Moça Linda Bem Tratada

Moça linda bem tratada,
Três séculos de família,
Burra como uma porta:
Um amor.

Grã-fino do despudor,
Esporte, ignorância e sexo,
Burro como uma porta:
Um coió.

Mulher gordaça, filó,
De ouro por todos os poros
Burra como uma porta:
Paciência...

Plutocrata sem consciência,
Nada porta, terremoto
Que a porta do pobre arromba:
Uma bomba.

 
 
Hora  e  vez  de  CASSIANO  RICARDO  para  completar  a trinca  de  rei .  Cassiano Ricardo  Leite , jornalista, poeta e ensaísta, nasceu em São José dos Campos, SP, em 26 de julho de 1895, e faleceu no Rio de Janeiro, RJ, em 14 de janeiro de 1974 . Poeta de caráter lírico-sentimental em seu primeiro livro, ligado ao Parnasianismo/Simbolismo, em A flauta de Pã (1917) adota a posição nacionalista do movimento de 1922, revelando-se um modernista ortodoxo até o início da década de 40. Se a sua obra poética é tida como de importância na literatura brasileira contemporânea, a de prosador é também relevante.
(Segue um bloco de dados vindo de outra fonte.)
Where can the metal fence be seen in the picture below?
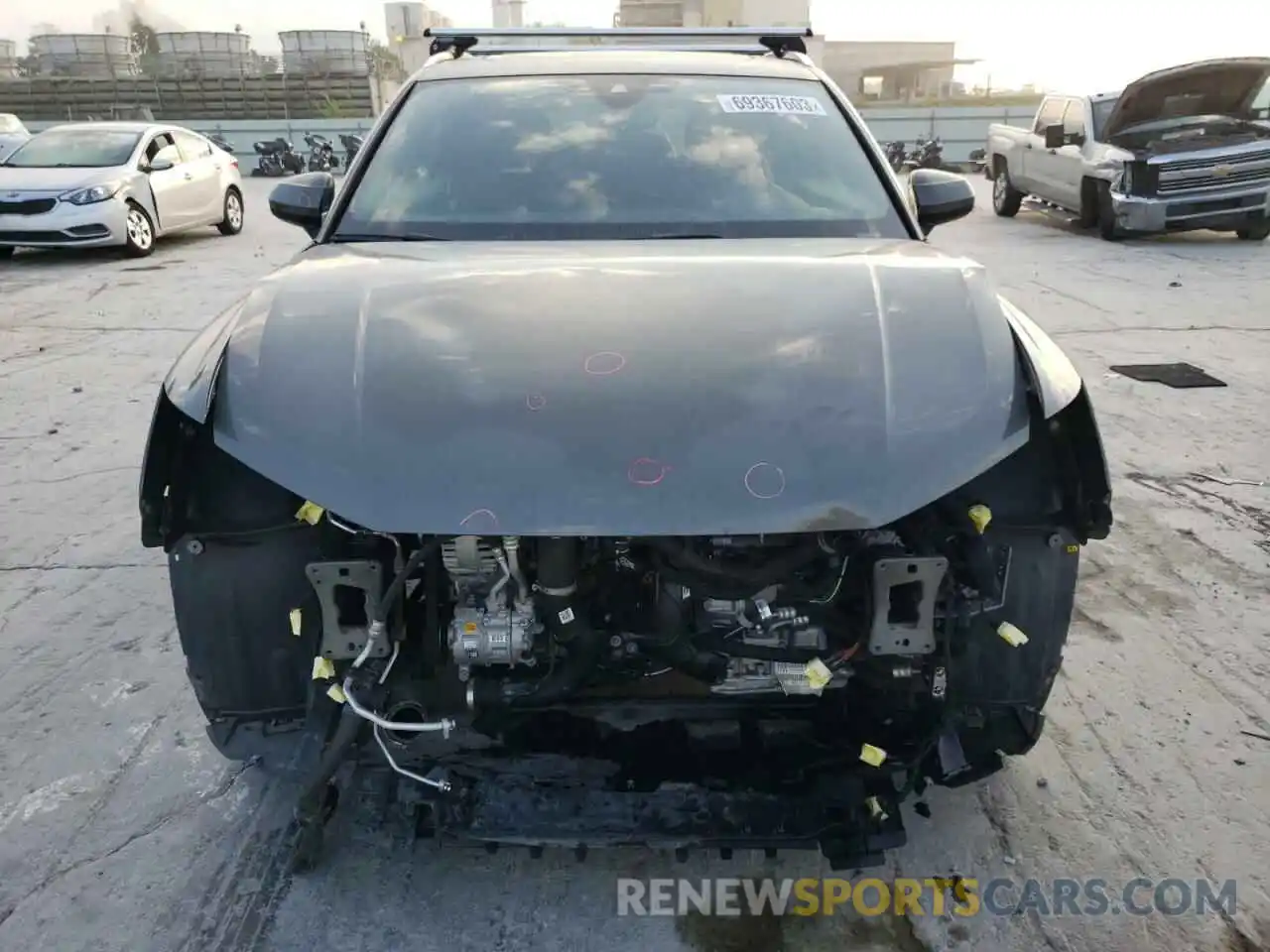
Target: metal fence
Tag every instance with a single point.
(961, 128)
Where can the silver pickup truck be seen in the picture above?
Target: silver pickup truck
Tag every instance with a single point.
(1179, 150)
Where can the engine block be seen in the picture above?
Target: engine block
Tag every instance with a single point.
(494, 622)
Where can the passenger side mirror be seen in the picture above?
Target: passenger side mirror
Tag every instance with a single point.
(940, 197)
(304, 200)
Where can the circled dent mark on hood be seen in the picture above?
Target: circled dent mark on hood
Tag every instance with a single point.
(479, 520)
(603, 363)
(765, 480)
(647, 472)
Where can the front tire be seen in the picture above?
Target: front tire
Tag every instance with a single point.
(1006, 199)
(140, 232)
(1107, 227)
(231, 223)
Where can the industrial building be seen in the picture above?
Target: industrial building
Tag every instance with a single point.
(197, 54)
(8, 59)
(325, 53)
(86, 55)
(892, 71)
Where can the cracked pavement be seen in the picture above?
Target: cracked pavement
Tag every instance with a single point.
(121, 829)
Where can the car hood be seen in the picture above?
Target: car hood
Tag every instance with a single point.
(1219, 86)
(55, 180)
(610, 389)
(12, 140)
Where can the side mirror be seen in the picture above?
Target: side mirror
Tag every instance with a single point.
(304, 200)
(940, 197)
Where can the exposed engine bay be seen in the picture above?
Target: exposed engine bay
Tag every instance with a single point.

Passemos  a apresentação de alguns poema que marcam a importância deste grande Poeta que contribuiu , com seu acervo poético , para  o enriquecimento de nossa literatura .
     O primeiro poema apresentado  fala sobre a efemeridade  de nossa existência .  Com base em  uma filosofia de resignação , aconselha que devemos manter a tranquilidade diante do inexorável , lembrança constante em todo poema  de que a morte é inevitável .

O Relógio

"Diante de coisa tão doida
Conservemo-nos serenos

Cada minuto da vida
Nunca é mais, é sempre menos

Ser é apenas uma face
Do não ser, e não do ser

Desde o instante em que se nasce
Já se começa a morrer."

    O poema  seguinte é uma forma lírica conceptual sobre a poesia e o poeta , logo trata-se  de uma  metapoesia  (  poesia  que tem o tema falando sobre  a própria poesia ) , com base na comparação com uma ilha e esforço de um operário em sua labuta diária .

Poética
1
Que é a Poesia?
uma ilha 
cercada
de palavras
pro todos
os lados.
2
Que é o Poeta?
um homem
que trabalha
com o suor do seu rosto.
Um homem
que tem fome
como qualquer outro
homem.
 
.     Neste  poema  , Cassiano  Ricardo  constrói uma trajetória  ligada ao momento da descoberta  do  Brasil , quando , por ignorar a terra achada , os descobridores  iniciam  os rótulos  nas várias identificações da nova terra  .
Os nomes dados a terra descoberta

Por se tratar de uma ilha deram-lhe o nome 
de ilha de Vera-Cruz. 
      Ilha cheia de graça 
      Ilha cheia de pássaros 
      Ilha cheia de luz. 

      Ilha verde onde havia 
      mulheres morenas e nuas 
      anhangás a sonhar com histórias de luas 
      e cantos bárbaros de pajés em poracés batendo os pés. 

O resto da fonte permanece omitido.